Kebijakan kerja paruh waktu di ITB bagi mahasiswa penerima beasiswa menimbulkan kontroversi.
Dalam akun Instagram-nya, Kabinet Keluarga Mahasiswa (KM) Institut Teknologi Bandung (ITB) menyatakan, poin tuntutan dalam kontrak berisi meminta kewajiban kerja paruh waktu (part time) di kampus bagi mahasiswa penerima keringanan uang kuliah tunggal (UKT) diubah menjadi sukarela disetujui pihak rektorat.
Kontrak itu ditandai dengan stempel resmi ITB dan tanda tangan pihak rektorat di atas materai pada Jumat (28/9). Sebelumnya, hingga Kamis (26/9), ratusan mahasiswa ITB berunjuk rasa menuntut kebijakan kewajiban kerja paruh waktu bagi penerima keringanan UKT dicabut. Sebab, dianggap terdapat unsur pemaksaan dan dinilai bentuk imbalan dari keringanan UKT.

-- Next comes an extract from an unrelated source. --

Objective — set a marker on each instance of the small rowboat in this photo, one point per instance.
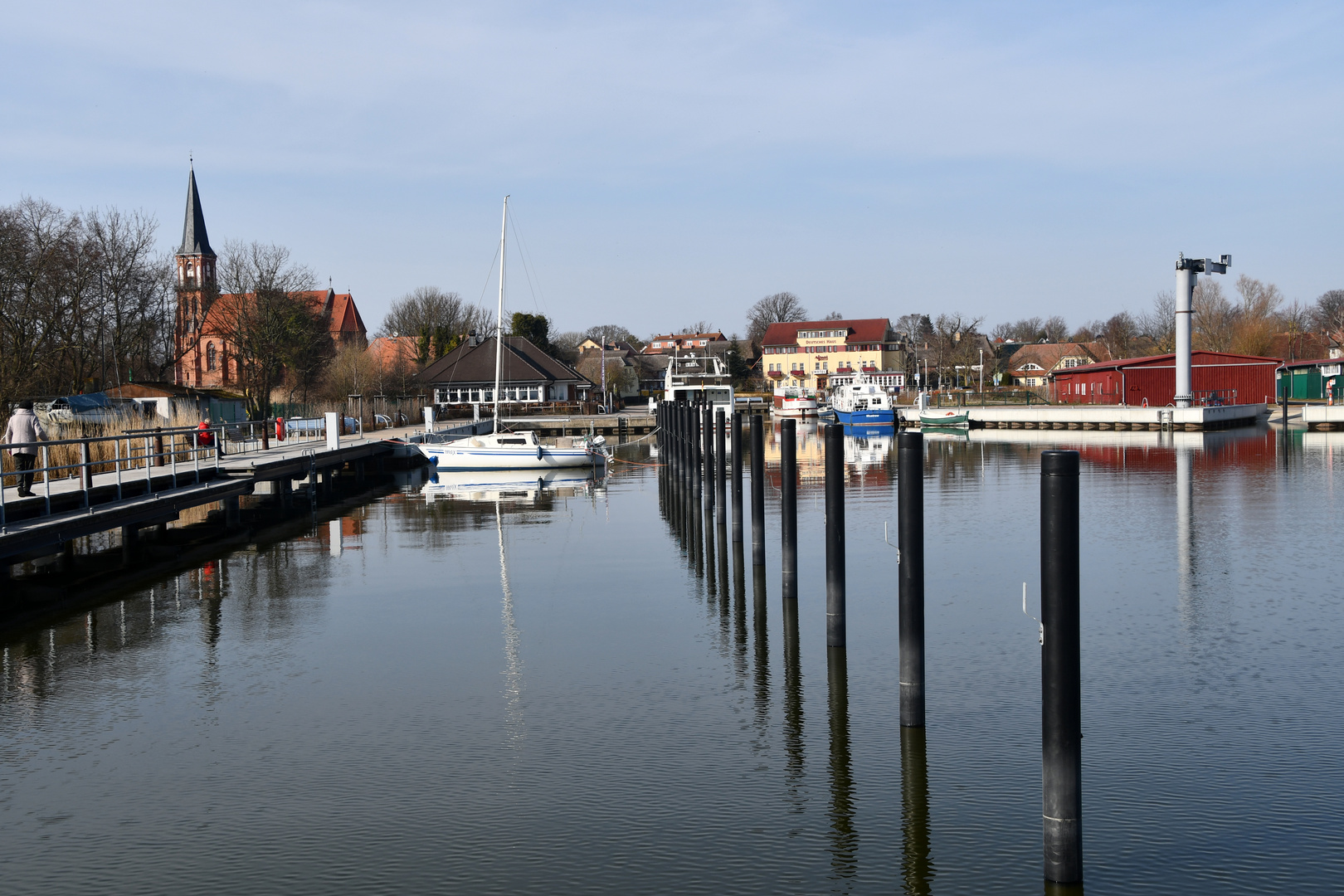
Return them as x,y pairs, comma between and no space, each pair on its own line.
951,416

Polemik itu bermula ketika pada Selasa (24/9) beredar surat elektronik pengumuman dari Direktorak Pendidikan ITB kepada mahasiswa penerima dan calon penerima pengurangan UKT diwajibkan melakukan kerja paruh waktu untuk ITB.

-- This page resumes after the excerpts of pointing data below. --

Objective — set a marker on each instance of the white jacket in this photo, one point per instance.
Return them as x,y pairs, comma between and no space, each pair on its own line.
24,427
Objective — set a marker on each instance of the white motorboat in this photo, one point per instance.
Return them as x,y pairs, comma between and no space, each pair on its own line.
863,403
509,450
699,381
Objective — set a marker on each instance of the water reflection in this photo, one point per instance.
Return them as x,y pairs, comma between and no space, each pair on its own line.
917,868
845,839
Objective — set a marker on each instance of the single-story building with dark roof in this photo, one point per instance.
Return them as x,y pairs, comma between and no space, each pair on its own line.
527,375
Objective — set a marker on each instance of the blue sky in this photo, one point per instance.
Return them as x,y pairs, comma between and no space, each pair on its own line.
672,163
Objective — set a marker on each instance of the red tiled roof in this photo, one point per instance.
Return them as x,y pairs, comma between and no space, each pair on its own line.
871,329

Menurut Koordinator Nasional Jaringan Pemantau Pendidikan Indonesia (JPPI) Ubaid Matraji, kebijakan ini menunjukkan orientasi kampus yang mengarah ke komersialisasi pendidikan. Padahal, beasiswa adalah hak yang harus diperoleh mahasiswa.

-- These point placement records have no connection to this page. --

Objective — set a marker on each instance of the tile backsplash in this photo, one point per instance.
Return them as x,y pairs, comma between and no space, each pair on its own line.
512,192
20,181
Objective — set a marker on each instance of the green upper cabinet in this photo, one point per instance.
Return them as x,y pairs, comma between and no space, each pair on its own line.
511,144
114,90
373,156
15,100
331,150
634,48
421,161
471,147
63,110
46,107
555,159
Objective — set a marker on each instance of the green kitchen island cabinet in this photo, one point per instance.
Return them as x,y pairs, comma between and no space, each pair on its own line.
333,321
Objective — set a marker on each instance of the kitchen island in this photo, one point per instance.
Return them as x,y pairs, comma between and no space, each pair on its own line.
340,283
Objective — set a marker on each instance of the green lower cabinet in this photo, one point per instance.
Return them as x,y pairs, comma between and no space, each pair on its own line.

Kebijakan tersebut, lanjut Ubaid, seakan membuat mahasiswa harus melakukan balas budi atas beasiswa, dengan bersedia bekerja paruh waktu di kampus. Kebijakan itu, menurutnya, berbanding terbalik dengan Pasal 31 UUD 1945, yang mewajibkan negara menyediakan pembiayaan pendidikan dan bertanggung jawab untuk menyejahterakan masyarakat.